As the press statement explains the note will be brought into the law through Statutory Instrument 196 of 2021. For the keep count, The 6th of July was day number 187 of the year. With ZWL$360 million worth of notes being released the question that most people were left asking was why the note was being released. We will touch on this pertinent question a little bit later on. Again the notes will be released to banks for RTGS (electronic) balances they deposit with the bank.
The Bank very swiftly published the features of the note. This is not a bad thing at all. In fact, such timeliness and organisation is a good thing it is just not what we have become accustomed to with RBZ. The note registers a first in Zimbabwean money by having the face of a person.
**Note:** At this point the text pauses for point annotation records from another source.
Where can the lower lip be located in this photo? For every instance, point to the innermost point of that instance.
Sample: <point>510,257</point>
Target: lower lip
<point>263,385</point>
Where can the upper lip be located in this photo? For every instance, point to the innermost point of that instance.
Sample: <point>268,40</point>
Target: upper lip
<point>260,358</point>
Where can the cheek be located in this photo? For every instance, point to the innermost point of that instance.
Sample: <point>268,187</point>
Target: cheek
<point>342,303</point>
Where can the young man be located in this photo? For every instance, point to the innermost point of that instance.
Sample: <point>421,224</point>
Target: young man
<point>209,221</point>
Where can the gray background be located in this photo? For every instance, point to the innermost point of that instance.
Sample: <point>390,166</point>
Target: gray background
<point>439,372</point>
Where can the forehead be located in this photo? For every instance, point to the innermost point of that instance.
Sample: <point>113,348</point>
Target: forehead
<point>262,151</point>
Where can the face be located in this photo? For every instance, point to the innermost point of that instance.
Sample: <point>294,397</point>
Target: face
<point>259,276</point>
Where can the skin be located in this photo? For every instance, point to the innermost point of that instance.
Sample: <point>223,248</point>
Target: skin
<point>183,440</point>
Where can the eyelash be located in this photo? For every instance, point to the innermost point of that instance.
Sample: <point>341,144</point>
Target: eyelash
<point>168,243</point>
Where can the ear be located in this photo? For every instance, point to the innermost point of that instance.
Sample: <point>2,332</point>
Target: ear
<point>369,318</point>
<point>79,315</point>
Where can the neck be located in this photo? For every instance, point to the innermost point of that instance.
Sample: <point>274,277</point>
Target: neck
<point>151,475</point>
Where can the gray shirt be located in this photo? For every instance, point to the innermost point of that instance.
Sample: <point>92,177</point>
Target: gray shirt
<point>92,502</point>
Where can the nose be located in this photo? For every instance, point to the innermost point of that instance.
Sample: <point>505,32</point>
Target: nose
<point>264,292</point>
It pays homage to the spirit medium Mbuya Nehanda who recently had a statue erected in her honour in Harare. The note will be available for collection by banks from the 7th of July.
Most comments around the note have had to do with the value of the note at the time of launch. It doesn’t matter which way you look at it. If you look at it via the official exchange rate of 85.51 on the 6th of July the note is worth 58 US cents. Parallel market rates are hanging around 120 for cash your ZWL$50 note is worth 42 US cents. With a loaf of bread available for between ZWL$95 and ZWL$130 an individual note cannot buy a loaf of bread. Which brings us to the question of why?
Why has the RBZ chosen to introduce a note worth between 40 and 60 US cents? What problem does this solve? The ZWL$360 million allotment is understood to be the first issue and more notes are expected to be released. Given that the highest denomination note before the $50 note was the $20 note with a value of approximately 16 US cents (at parallel) to 23 cents (at auction rate) there certainly was a need for new and higher denomination notes. I think it’s safe to say Zimbabweans needed a little more than the tripling of the denomination size. Something in the order of 10 or 20 times would’ve been more appropriate.
What comes next?
Consensus on the ground by both professionals and ordinary people is to brace for inflationary pressure. While the RBZ has gone to great lengths to inform us that banks will exchange RTGS balances for the cash and therefore the move will not increase money supply which causes inflation, we have the past to draw on and it says otherwise.